Trumbull High’s Todd Manuel named state Assistant Principal of the Year
Years after his college and pro basketball career came to an end, Trumbull High School House Principal Todd Manuel is still dishing out assists.
Manuel, who was recently named the 2020 Assistant Principal of the Year by the Connecticut Association of Schools, handed out credit for the award to his fellow administrators, teachers and staff.
“I’m the one receiving the award, but it’s really representative of the great work of a lot of people,” Manuel said. “These people I work closely with are the key, and the key for me is to keep everything moving forward.”
Manuel was selected for the honor from among every assistant principal at every school in the state. He will now be considered for the National Association of Secondary School Principals’ national award.
“Todd has demonstrated excellent leadership, commitment to our staff and students, service to our community, and contribited to the overall profession of educational leadership,” said THS Principal Marc Guarino.

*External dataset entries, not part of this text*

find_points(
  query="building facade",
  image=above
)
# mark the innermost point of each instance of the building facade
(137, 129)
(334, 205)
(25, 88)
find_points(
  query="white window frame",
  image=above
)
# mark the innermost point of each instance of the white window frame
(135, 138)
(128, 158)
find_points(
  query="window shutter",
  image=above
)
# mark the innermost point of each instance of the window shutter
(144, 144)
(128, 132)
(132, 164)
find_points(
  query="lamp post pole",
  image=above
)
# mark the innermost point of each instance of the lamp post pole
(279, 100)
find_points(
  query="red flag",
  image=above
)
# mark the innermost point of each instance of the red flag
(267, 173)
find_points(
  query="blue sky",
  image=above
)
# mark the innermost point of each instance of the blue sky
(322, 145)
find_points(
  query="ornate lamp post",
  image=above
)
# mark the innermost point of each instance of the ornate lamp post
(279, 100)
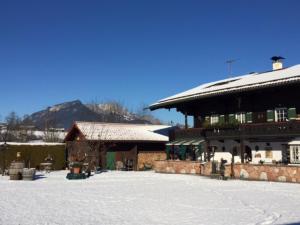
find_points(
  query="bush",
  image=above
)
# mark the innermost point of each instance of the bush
(33, 155)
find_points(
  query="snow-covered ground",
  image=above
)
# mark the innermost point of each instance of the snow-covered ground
(138, 198)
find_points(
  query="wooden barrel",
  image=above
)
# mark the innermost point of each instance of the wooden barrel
(28, 174)
(15, 170)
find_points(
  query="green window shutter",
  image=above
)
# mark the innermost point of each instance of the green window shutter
(168, 148)
(182, 152)
(231, 118)
(292, 114)
(249, 117)
(222, 119)
(270, 115)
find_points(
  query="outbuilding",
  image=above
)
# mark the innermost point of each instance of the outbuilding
(116, 145)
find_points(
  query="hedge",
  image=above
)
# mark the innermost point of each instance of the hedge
(33, 155)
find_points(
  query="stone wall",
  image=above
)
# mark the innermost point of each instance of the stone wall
(263, 172)
(148, 158)
(267, 172)
(182, 167)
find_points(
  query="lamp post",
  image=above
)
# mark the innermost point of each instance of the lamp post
(3, 148)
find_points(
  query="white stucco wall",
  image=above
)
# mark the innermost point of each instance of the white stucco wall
(277, 148)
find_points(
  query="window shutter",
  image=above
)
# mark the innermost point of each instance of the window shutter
(168, 148)
(182, 152)
(270, 115)
(292, 115)
(207, 119)
(222, 119)
(249, 117)
(231, 118)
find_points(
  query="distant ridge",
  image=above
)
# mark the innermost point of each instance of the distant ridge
(64, 114)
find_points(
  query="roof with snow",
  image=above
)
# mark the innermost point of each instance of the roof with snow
(122, 132)
(246, 82)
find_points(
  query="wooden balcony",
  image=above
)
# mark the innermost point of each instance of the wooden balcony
(246, 131)
(188, 133)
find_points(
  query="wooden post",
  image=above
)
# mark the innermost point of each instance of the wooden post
(207, 152)
(185, 121)
(136, 158)
(242, 150)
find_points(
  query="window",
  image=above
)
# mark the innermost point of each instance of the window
(240, 117)
(295, 154)
(269, 154)
(281, 114)
(214, 119)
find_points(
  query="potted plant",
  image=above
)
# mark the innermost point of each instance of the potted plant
(76, 167)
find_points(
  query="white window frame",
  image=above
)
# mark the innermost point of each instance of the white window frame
(214, 119)
(241, 117)
(295, 153)
(281, 114)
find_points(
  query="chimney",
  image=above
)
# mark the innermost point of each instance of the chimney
(277, 62)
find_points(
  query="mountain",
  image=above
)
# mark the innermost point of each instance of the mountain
(63, 115)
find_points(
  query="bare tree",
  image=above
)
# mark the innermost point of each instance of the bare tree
(143, 113)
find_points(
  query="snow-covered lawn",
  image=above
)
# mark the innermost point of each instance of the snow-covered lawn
(138, 198)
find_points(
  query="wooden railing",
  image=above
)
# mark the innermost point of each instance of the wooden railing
(189, 133)
(276, 129)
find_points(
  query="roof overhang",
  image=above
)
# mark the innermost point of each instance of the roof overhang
(172, 102)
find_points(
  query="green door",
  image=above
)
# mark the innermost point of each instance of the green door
(111, 160)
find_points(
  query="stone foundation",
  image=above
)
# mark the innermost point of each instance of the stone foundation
(149, 158)
(267, 172)
(279, 173)
(182, 167)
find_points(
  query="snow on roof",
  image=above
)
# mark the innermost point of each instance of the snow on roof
(31, 143)
(245, 82)
(294, 142)
(122, 132)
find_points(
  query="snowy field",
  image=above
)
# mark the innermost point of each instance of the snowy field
(137, 198)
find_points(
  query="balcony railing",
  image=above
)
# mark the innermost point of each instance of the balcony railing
(275, 129)
(189, 133)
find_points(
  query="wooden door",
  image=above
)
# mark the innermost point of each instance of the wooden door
(111, 160)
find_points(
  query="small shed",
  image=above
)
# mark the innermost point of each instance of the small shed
(111, 145)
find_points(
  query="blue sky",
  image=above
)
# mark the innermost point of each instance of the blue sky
(136, 52)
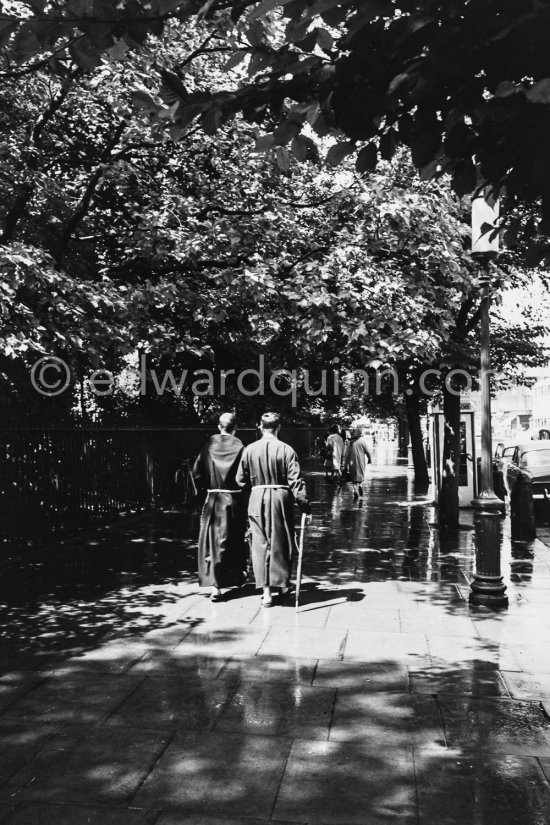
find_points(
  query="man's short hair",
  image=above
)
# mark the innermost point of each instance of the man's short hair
(270, 421)
(228, 421)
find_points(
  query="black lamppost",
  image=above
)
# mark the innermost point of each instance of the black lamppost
(487, 587)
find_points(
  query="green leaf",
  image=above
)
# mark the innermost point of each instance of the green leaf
(266, 6)
(143, 100)
(235, 59)
(264, 143)
(299, 147)
(325, 40)
(339, 151)
(284, 133)
(540, 92)
(283, 159)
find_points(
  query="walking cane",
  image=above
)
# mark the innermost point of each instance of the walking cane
(300, 558)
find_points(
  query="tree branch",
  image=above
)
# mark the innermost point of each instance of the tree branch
(33, 67)
(85, 201)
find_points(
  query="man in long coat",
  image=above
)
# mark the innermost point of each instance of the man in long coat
(222, 546)
(270, 469)
(357, 459)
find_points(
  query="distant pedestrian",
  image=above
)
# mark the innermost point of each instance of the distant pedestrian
(222, 554)
(357, 459)
(270, 469)
(335, 452)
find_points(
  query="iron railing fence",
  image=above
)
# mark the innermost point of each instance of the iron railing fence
(55, 481)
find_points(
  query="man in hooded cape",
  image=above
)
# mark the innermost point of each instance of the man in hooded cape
(222, 555)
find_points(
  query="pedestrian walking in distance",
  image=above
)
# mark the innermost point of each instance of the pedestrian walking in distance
(222, 545)
(358, 457)
(270, 469)
(335, 451)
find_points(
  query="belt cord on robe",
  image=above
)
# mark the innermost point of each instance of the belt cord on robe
(271, 487)
(268, 553)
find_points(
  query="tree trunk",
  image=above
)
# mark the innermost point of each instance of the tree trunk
(448, 496)
(421, 477)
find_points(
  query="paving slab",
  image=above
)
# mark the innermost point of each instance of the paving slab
(273, 669)
(352, 677)
(167, 702)
(285, 615)
(15, 684)
(364, 616)
(472, 679)
(503, 726)
(533, 658)
(224, 642)
(533, 686)
(280, 710)
(404, 648)
(386, 720)
(74, 699)
(337, 784)
(304, 642)
(428, 617)
(459, 651)
(229, 774)
(37, 813)
(495, 790)
(113, 657)
(20, 742)
(175, 818)
(91, 764)
(191, 668)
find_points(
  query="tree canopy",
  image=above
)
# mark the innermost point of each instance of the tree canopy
(463, 83)
(159, 194)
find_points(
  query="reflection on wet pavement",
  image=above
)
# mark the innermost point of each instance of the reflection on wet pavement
(127, 697)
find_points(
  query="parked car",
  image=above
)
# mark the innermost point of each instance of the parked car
(533, 458)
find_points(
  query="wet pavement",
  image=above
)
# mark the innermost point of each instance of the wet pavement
(126, 697)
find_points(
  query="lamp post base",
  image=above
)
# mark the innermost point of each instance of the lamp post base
(488, 590)
(487, 587)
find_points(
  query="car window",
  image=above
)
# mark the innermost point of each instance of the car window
(535, 458)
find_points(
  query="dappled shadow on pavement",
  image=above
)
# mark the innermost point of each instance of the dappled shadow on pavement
(127, 697)
(212, 725)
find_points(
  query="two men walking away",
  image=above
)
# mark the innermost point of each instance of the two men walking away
(267, 470)
(357, 458)
(222, 546)
(270, 469)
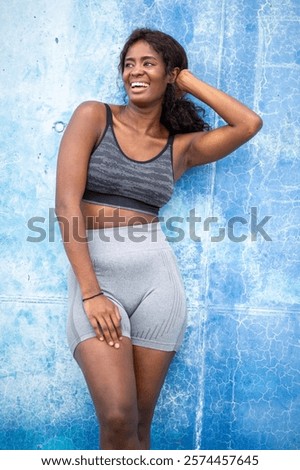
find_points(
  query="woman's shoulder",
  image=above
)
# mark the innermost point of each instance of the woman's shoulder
(90, 109)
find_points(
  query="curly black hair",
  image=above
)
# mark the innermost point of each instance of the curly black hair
(179, 114)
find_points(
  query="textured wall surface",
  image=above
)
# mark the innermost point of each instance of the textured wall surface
(235, 382)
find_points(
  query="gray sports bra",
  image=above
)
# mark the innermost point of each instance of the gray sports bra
(114, 179)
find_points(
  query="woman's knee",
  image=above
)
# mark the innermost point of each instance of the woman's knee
(119, 419)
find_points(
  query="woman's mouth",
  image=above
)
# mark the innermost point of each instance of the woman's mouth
(138, 85)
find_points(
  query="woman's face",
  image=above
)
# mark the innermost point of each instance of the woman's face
(144, 75)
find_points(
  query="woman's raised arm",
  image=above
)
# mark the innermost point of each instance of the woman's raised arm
(242, 122)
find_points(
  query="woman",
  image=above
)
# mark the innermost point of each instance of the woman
(117, 166)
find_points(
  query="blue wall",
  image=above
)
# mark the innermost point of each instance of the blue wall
(235, 382)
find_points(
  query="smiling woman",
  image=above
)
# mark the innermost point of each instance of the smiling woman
(117, 167)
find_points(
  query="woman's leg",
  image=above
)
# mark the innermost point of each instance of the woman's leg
(151, 367)
(110, 377)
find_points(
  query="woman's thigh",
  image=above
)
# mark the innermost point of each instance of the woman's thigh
(110, 376)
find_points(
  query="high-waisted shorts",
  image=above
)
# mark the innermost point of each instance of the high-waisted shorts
(137, 270)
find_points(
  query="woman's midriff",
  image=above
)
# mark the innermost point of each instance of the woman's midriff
(97, 216)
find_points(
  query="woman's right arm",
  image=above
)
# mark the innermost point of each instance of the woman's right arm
(79, 139)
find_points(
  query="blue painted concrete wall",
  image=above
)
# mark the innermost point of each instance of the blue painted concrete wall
(235, 382)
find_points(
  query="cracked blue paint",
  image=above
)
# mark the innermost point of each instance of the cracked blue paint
(235, 382)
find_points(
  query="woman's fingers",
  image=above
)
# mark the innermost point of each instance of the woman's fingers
(106, 320)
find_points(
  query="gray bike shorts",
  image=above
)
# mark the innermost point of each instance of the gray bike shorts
(137, 270)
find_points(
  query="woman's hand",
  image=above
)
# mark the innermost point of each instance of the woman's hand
(182, 80)
(105, 318)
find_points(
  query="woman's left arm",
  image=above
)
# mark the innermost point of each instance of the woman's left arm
(242, 123)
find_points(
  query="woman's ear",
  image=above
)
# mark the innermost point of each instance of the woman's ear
(174, 74)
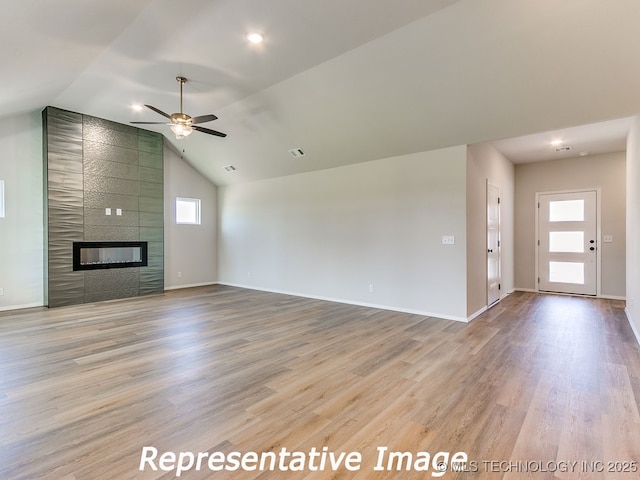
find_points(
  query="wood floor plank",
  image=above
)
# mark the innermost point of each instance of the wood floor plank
(535, 379)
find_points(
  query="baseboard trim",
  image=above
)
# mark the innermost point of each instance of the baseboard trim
(479, 312)
(21, 307)
(606, 297)
(191, 285)
(349, 302)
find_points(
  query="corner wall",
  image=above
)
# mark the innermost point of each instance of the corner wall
(369, 233)
(21, 230)
(633, 227)
(191, 257)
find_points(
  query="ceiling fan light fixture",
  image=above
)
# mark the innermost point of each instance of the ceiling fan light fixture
(255, 37)
(181, 130)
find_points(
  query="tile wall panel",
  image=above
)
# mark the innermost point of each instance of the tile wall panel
(64, 205)
(110, 233)
(93, 164)
(102, 152)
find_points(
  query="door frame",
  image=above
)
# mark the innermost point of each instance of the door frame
(598, 235)
(499, 243)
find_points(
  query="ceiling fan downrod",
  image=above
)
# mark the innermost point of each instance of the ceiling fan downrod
(181, 81)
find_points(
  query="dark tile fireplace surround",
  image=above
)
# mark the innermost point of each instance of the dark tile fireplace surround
(104, 197)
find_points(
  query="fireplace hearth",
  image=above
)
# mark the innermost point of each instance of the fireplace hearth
(101, 255)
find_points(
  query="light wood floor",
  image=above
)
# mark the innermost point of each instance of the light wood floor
(535, 379)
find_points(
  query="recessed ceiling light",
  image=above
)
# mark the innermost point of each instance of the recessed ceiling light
(255, 37)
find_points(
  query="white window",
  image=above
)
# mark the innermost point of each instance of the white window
(188, 211)
(1, 198)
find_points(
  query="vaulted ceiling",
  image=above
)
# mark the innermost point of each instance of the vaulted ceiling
(345, 80)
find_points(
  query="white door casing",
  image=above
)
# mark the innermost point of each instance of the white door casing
(567, 242)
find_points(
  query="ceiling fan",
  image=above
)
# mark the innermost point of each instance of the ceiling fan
(181, 123)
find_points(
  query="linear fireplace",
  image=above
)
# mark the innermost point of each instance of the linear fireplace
(98, 255)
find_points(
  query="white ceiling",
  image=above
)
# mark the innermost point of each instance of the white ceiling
(345, 80)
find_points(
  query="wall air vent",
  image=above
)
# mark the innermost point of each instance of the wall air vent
(296, 152)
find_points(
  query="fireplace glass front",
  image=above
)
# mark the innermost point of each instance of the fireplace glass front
(97, 255)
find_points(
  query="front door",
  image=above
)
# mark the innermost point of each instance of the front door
(567, 242)
(493, 244)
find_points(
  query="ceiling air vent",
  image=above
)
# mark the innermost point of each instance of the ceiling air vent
(296, 152)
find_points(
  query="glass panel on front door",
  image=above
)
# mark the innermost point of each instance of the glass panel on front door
(567, 242)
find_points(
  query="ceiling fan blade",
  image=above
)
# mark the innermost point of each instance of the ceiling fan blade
(151, 107)
(203, 119)
(209, 131)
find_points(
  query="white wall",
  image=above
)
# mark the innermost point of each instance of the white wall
(486, 163)
(633, 227)
(190, 250)
(333, 233)
(605, 171)
(22, 230)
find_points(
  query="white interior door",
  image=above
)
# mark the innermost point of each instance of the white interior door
(567, 242)
(493, 244)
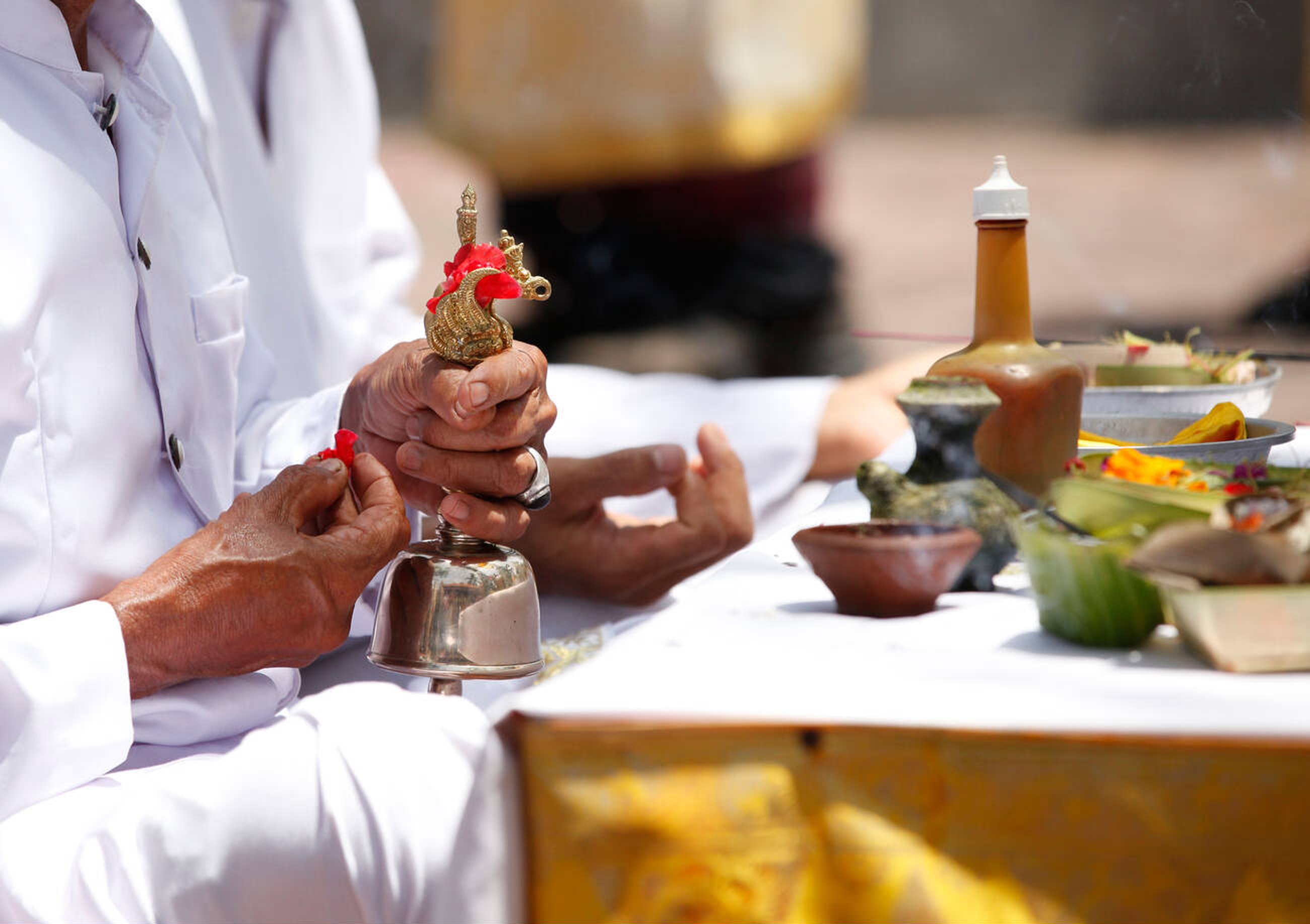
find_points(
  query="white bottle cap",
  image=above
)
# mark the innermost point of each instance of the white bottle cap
(1000, 199)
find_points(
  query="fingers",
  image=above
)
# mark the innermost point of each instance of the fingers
(518, 422)
(624, 474)
(494, 521)
(497, 474)
(302, 492)
(501, 378)
(714, 498)
(381, 529)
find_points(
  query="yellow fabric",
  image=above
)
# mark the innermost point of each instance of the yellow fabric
(594, 92)
(1224, 422)
(861, 825)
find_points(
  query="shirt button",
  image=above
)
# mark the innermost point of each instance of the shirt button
(106, 113)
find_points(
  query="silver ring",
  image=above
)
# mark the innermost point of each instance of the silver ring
(536, 495)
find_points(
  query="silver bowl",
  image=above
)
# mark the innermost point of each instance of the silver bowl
(1143, 432)
(1253, 398)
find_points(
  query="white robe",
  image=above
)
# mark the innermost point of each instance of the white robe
(134, 404)
(315, 181)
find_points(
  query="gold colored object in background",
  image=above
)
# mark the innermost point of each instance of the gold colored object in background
(462, 331)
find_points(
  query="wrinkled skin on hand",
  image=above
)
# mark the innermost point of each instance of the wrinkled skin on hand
(577, 548)
(453, 437)
(272, 582)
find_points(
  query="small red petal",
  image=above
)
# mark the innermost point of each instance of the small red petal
(497, 286)
(346, 441)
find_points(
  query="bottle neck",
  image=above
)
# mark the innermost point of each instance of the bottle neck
(1001, 310)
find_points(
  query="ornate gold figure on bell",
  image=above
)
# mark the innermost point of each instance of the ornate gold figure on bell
(462, 323)
(455, 607)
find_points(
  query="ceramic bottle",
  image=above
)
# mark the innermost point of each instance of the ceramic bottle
(1035, 432)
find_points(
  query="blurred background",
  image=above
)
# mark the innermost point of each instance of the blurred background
(735, 186)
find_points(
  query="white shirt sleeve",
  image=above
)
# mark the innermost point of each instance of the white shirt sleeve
(773, 424)
(64, 703)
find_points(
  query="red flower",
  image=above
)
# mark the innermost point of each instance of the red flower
(476, 257)
(345, 448)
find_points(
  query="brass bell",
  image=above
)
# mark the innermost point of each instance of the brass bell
(455, 607)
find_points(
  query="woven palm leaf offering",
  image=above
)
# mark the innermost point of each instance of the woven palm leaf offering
(1152, 518)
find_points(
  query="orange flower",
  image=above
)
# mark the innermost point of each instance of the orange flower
(1134, 466)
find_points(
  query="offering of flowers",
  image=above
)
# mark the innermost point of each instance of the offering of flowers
(462, 324)
(344, 447)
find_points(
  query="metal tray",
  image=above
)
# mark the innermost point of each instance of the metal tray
(1254, 398)
(1144, 430)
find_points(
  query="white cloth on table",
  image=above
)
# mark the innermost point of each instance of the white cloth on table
(359, 251)
(331, 274)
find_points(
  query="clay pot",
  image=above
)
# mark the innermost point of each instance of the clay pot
(887, 568)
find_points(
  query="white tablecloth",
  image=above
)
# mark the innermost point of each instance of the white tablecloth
(759, 640)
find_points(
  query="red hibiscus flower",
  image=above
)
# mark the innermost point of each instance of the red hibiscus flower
(476, 257)
(345, 448)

School Supt. Gary Cialfi, who nominated Manuel for the award, said it was Manuel’s commitment to helping each student reach his or her potential that made him a natural choice for the honor.
“Whether they are an average student, above average, or an academic superstar, he sees every student’s opportunity for growth,” Cialfi said.
Manuel is the principal of C House at the school, meaning he oversees students whose last names begin with the letters O through Z, and about 40 staff. He also has been closely involved with students who show an interest in business, serving as a liaison with the Trumbull Business Education Initiative and as a DECA coordinator.
“One of the things we have been able to do is to get the DECA students learning business through the school store,” Manuel said. “Before, it was more school-based, and now it’s more of a learning lab.”
For example, as a learning exercise, students could research methods of advertising, institute a strategy, and track the month-to-month results, Manuel said.
In addition, Manuel said another important aspect of his job has been communicating with staff and students.
“A lot of it is being a good listener,” he said. “When people feel heard, they tend to work and take on more responsibility. And if someone has an idea that we think will be good for kids, I want to try and make sure we do it.”
A New Canaan native, Manuel traveled a roundabout route to his current post. But the value of education is something that was ingrained in him at an early age. In fact, it was at an earlier age than anyone else in Connecticut.
“My mother was an educator who started Toddler Time, the first nursery school for two-year-olds in the state,” he said. “I was in her first class back in 1980.”
Manuel’s father was a naval aviator, flying F-4 fighters, and Manuel spent much of his childhood in Florida, eventually returning to Connecticut to play basketball for a season at St. Thomas More in Oakdale before returning to Florida to accept a basketball scholarship at the University of Miami, a big-time athletic program competing in the Big East Conference against schools like UConn, Georgetown and Syracuse.
But injury and a family illness led him to transfer to St. Anselm College, a smaller Division II school in New Hampshire. Still, Manuel credits the move with helping him develop his administrative skills. Though he would become a prolific scorer at St. Anselm, inducted into the school’s athletic Hall of Fame in 2018, he never forgot his time as a bench player for the Hurricanes.
“I think that’s part of becoming a listener,” he said. “The life experience contributed to my professional experience.”
But Manuel’s education career would have to wait, as his athletic career continued for abother four years of professional basketball in Europe, primarily the Netherlands. After his playing days ended, he came to Trumbull High as a business teacher, before making the move into administration. The move came as a surprise to some, who saw the close connection he had with his students.
“People ask why would I want to become an administrator, when the thing I loved most about teaching was the 140 students a day that came into the classroom?” he said. “But I thought, maybe I can work with the teachers that work with their 140 students a day, and have more of a macro effect on the entire building.”
Cialfi said Manuel’s effect extends well beyond the walls of Trumbull High, and well into the future. He cited the March 2019 student protest against school violence. What could have been a confrontation between angry students and frustrated staff became a positive and powerful statement of unity due to the cooperative relationship between Manuel and other staff and student leaders and a focus on what everyone could agree on, Cialfi said.
“The students and staff were very much together in making a supportive, positive experience,” Cialfi said. “What came out of it was a celebration of the importance of safe schools.”